In 2016-17, £9.5 million will be used to help deliver projects across Scotland that will trial new ways of delivering health care in the community, and £3.5 million will be invested in local initiatives to improve support for mental health in primary care settings.
It is the latest tranche of funding to be released as part of the £85 million three-year Primary Care Fund, which includes funding for mental health.
The Scottish Government is inviting bids from GPs and NHS boards, with Integrated Joint Boards, for the funding - with the aim of kick-starting the re-design of primary care across Scotland.
Health Secretary Shona Robison said: “As a Government, we are committed to supporting and developing local GP and primary care services. What is clear is that the existing model of delivering these services is no longer sustainable and we need to act now to redesign the way care is provided in the community.
“That means increasing the role that other health professionals play in delivering primary care – making it much more of a team approach and enabling GPs to focus on those patients specifically in need of their care.
“This fund will allow us to test and evaluate what works in individual communities, with a view to spreading out the most successful models of care across Scotland.”
The funding will encourage GP practices to work together in clusters, as well as taking a multi-disciplinary approach to patient care within the community. This will involve health professionals such as pharmacists, physiotherapists, mental health professionals and Advanced Nurse Practitioners in delivering aspects of patient care – freeing up GPs to focus on more complex cases and provide clinical leadership.
It will build on progress already underway to make GP and primary care services more sustainable long-term, including:
- £85 million three-year investment in primary care to: test new models of delivering services through the Primary Care Transformation Fund; support the development of a National Delivery Plan to take forward the recommendations of Sir Lewis Ritchie’s National Review of Out of Hours Services; support GP recruitment, retention and leadership; develop online GP services; build capacity and capability of the primary care workforce; purchase equipment and support the Scottish School of Primary Care to assist evaluation of this work.

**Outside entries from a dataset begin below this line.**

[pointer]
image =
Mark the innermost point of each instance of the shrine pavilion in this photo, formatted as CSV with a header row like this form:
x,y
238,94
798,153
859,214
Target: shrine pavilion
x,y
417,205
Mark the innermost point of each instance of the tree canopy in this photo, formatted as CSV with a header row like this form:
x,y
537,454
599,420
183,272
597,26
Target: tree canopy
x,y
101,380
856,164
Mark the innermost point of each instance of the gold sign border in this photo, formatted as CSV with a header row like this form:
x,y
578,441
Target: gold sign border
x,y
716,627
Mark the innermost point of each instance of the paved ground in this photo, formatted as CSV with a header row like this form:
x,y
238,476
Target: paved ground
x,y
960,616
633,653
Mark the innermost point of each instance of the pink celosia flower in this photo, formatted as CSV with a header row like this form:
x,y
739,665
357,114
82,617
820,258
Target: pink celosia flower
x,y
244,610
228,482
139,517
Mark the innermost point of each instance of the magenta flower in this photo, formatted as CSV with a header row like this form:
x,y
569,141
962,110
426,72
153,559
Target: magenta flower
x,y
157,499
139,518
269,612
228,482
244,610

- Five primary care test sites already up and running in Inverclyde, Govan, Edinburgh, Tayside and Grampian.
- Removal of the bureaucratic system of GP payments (Quality Outcomes Framework) from April.

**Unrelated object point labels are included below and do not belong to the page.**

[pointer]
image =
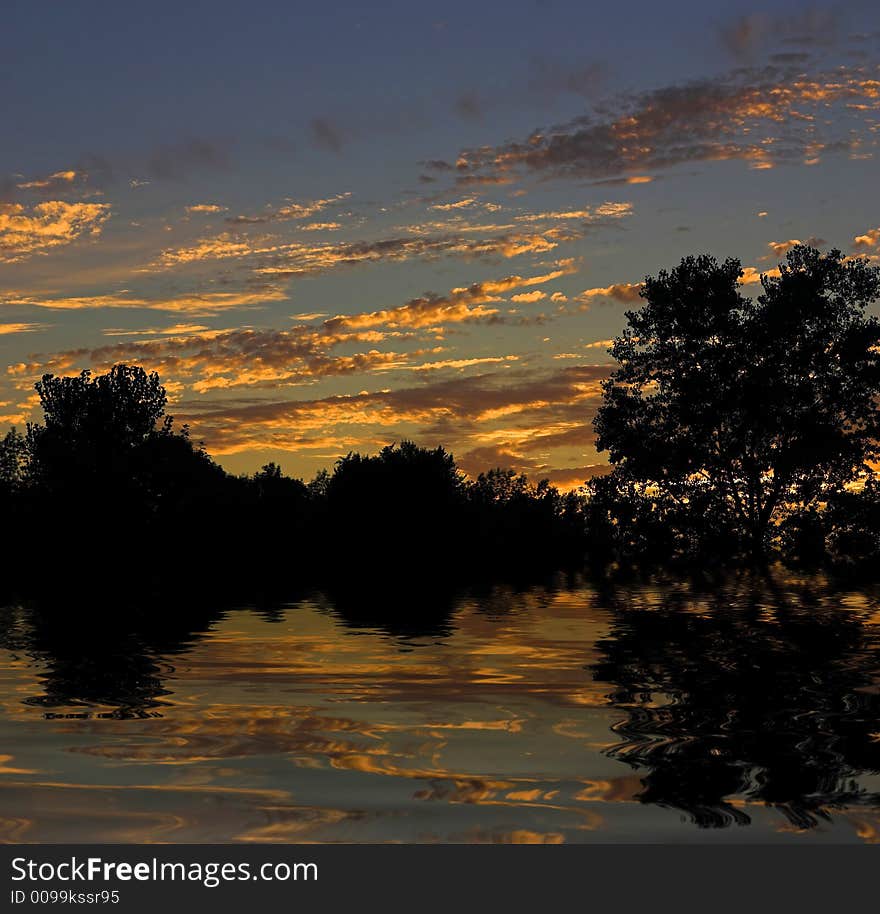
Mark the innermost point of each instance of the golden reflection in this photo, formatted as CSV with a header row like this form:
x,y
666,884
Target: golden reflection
x,y
514,723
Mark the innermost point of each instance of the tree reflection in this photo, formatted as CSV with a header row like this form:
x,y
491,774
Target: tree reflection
x,y
114,666
746,694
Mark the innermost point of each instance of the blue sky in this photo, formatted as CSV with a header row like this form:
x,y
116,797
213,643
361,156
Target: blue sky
x,y
331,227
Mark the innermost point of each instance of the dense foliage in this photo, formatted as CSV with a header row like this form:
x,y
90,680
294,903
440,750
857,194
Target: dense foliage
x,y
736,430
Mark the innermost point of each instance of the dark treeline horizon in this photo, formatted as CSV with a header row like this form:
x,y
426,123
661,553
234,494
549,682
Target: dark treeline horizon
x,y
737,431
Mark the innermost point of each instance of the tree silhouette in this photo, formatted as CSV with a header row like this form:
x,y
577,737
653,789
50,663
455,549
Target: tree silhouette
x,y
745,691
766,405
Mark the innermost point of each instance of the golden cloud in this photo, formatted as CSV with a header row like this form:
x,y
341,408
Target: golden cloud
x,y
46,226
6,329
197,304
625,292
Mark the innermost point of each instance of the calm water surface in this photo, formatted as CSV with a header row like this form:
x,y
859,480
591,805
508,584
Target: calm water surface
x,y
750,713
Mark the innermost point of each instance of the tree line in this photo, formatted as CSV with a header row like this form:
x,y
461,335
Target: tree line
x,y
736,430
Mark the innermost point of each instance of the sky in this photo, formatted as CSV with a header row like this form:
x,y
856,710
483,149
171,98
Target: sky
x,y
331,227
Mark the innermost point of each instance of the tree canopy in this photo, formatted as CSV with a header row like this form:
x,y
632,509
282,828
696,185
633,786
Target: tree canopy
x,y
767,404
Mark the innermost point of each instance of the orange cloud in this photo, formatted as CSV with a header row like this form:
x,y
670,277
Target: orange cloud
x,y
46,226
622,291
6,329
197,304
871,239
780,248
206,208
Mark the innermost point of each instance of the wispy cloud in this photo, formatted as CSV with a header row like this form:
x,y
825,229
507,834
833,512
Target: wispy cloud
x,y
25,232
736,116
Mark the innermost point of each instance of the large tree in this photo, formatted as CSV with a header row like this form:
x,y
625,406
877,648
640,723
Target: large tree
x,y
767,404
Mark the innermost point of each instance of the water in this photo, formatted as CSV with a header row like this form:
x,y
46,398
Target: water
x,y
561,713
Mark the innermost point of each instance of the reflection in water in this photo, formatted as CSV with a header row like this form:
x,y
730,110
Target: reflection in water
x,y
753,694
544,714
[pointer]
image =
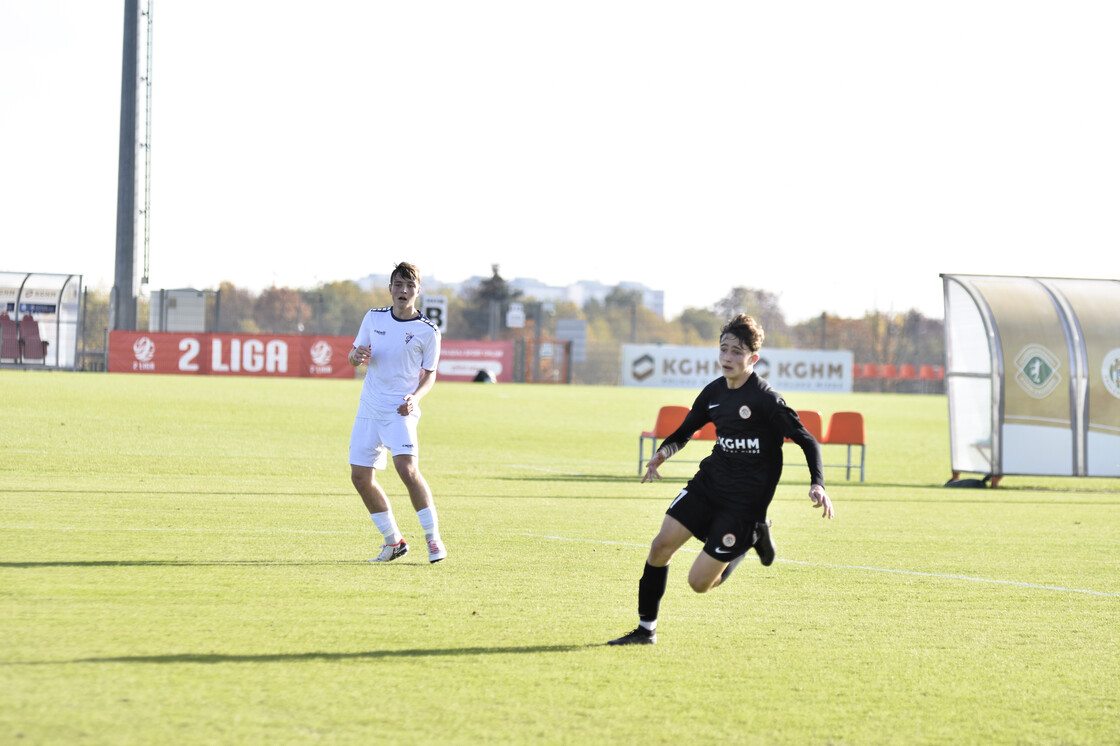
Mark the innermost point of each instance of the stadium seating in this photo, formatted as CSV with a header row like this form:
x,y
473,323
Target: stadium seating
x,y
813,422
9,339
847,429
669,419
31,347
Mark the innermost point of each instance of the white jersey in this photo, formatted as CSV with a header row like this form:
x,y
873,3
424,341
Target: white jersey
x,y
398,351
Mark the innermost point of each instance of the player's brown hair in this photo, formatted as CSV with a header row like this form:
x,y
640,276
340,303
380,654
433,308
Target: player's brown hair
x,y
747,329
406,271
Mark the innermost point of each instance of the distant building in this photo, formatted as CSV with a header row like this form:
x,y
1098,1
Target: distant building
x,y
577,292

- GP training places increased by a third from this year and increased support for return to practice schemes.
- Working with the BMA to develop a brand new three-year contract for GPs in Scotland from 2017.

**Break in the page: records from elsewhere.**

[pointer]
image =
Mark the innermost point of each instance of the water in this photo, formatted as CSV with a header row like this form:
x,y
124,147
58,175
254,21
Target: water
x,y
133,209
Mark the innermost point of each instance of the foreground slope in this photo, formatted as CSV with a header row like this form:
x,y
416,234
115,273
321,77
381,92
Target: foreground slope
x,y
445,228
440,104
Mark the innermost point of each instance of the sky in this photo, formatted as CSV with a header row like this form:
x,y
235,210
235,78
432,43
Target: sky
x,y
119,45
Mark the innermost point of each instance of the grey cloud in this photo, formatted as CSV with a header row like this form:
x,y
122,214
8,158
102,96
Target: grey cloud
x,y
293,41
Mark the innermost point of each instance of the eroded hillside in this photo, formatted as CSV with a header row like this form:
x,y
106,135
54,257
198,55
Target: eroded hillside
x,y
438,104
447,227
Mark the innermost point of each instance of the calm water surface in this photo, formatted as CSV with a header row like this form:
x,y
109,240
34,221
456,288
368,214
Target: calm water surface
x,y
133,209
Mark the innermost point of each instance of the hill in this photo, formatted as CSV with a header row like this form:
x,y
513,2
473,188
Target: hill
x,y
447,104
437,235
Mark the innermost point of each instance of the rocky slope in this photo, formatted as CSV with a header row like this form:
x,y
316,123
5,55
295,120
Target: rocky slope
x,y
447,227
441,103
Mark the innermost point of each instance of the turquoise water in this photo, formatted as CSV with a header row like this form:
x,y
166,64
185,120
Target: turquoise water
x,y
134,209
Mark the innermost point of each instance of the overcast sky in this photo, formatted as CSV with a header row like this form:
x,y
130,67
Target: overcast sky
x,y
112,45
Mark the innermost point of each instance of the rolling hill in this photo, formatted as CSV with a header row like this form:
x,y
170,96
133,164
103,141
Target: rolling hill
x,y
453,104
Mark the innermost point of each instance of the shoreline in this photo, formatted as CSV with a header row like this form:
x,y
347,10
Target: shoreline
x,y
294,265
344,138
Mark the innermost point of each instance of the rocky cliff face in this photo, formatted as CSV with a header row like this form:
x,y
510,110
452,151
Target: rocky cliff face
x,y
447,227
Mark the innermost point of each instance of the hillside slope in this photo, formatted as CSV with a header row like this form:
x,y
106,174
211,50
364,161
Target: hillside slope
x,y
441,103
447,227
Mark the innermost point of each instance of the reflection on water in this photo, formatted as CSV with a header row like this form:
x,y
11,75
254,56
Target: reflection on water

The investment for mental health services will be used to develop new models of primary care support for people with mental health challenges, to ensure access to the most appropriate treatment as quickly as possible, in the most appropriate setting.
It will build on the £54.1 million investment being made in improving access to services for children and adolescents, and to psychological therapies for all ages.
Ms Robison added: “It is vital that our NHS is properly equipped to give those who are suffering from a mental health condition access to support and treatment as quickly as possible.
“This Government has been investing substantially in mental health services for a number of years but we know that demand is increasing and so more needs to be done to ensure people can get timely access to the most appropriate support they require - both in and out-of-hours.
“Around 90 per cent of mental health problems are treated in primary care settings. This project funding provides local health boards, working with their partners, with a real opportunity to think differently about how local services are organised and to develop new models of care.
“This support – part of the £150m we are investing up to 2019/20 – will support the transformation of primary care mental health services for the benefit of patients of all ages in our communities. I look forward to seeing the proposals that come forward from local areas, which will help inform how we invest in mental health services going forward.”